Last Updated on May 5, 2015, by eNotes Editorial. Word Count: 614
A Fair Start
John Manly is the Squire’s coachman. He has a wife and one small child, and they live in the coachman’s cottage near the stables. The morning after he arrives, Darkie is groomed in the yard. Just as John is about to return him to his stall, the Squire comes to see him and looks pleased with the horse. He intended to ride Darkie that morning but is too busy; he tells John to ride Darkie around the grounds to check his training.
After breakfast, John fits Darkie with a bridle, allowing the horse to adjust and ensuring a comfortable fit. The first saddle he brings is too small, but he brings another, and soon they are trotting and then cantering in the yard. Once they reach the common, John touches the horse lightly with a whip and they gallop. As they come back though the park, they are met by the Squire and Mrs. Gordon. John gives a positive report: Darkie responds to the slightest touch, he is not frightened by other horses or sudden movements, and he was obviously not ill-treated or frightened as a colt.

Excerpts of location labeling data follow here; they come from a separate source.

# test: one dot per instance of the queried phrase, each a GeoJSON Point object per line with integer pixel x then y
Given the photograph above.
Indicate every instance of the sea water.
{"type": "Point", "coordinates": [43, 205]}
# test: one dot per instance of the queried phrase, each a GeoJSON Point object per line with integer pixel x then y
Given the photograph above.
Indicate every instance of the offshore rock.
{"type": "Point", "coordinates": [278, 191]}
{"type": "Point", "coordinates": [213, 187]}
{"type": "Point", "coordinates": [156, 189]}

The next day the Squire rides his new horse. Darkie remembers everything his mother taught him and treats his new master well. The Squire is a good rider and thoughtful of his horse, as well. When they ride to the house, Mrs. Gordon meets them, and the Squire tells her the horse is exactly as John described. Then he asks her what they should name their new horse. They consider calling him Ebony or Blackbird, but they choose Black Beauty because he is beautiful, intelligent, and even-tempered.
When John returns the horse to the stables, he tells James the Squire has named the new horse Black Beauty. James thinks the horse could have been named Rob Roy, if the thought were not so sad, because the two horses looked so alike. John reminds him that both horses were the sons of Farmer Grey’s old horse, Duchess. This is the first time Black Beauty has heard about a brother and now understands why his mother was so troubled by Rob Roy’s death. Black Beauty now understands that horses have no relatives, or at least they do not know each other after they have been sold.
John seems quite proud of Black Beauty, keeping him meticulously groomed and talking to him all the time. The horse does not always understand the words, but he comes to know what John means when he talks. Black Beauty grows very fond of John, for he is kind and gentle, seeming to know just what a horse needs and wants. James Howard, the stable boy, is just as kind and gentle. Black Beauty feels quite content in his new home.
A few days later, Black Beauty is hitched to the carriage with Ginger. He is apprehensive about her bad habits, but she behaves well and does not shirk her share of the work. In many ways, Black Beauty finds working with the older mare pleasant, and so does John. The two horses grow friendly and sociable as they work together. Merrylegs is also a good friend to the new horse, for he is good-natured and friendly. Two other horses reside in another stable. Justice is a roan cob used for riding or pulling the luggage cart; Sir Oliver is an old brown hunter past the time for hunting. Sir Oliver has the run of the estate, and he sometimes carries children on his back as Merrylegs does. While Black Beauty enjoys Justice’s company, he is closer to Ginger because they live in the same stable.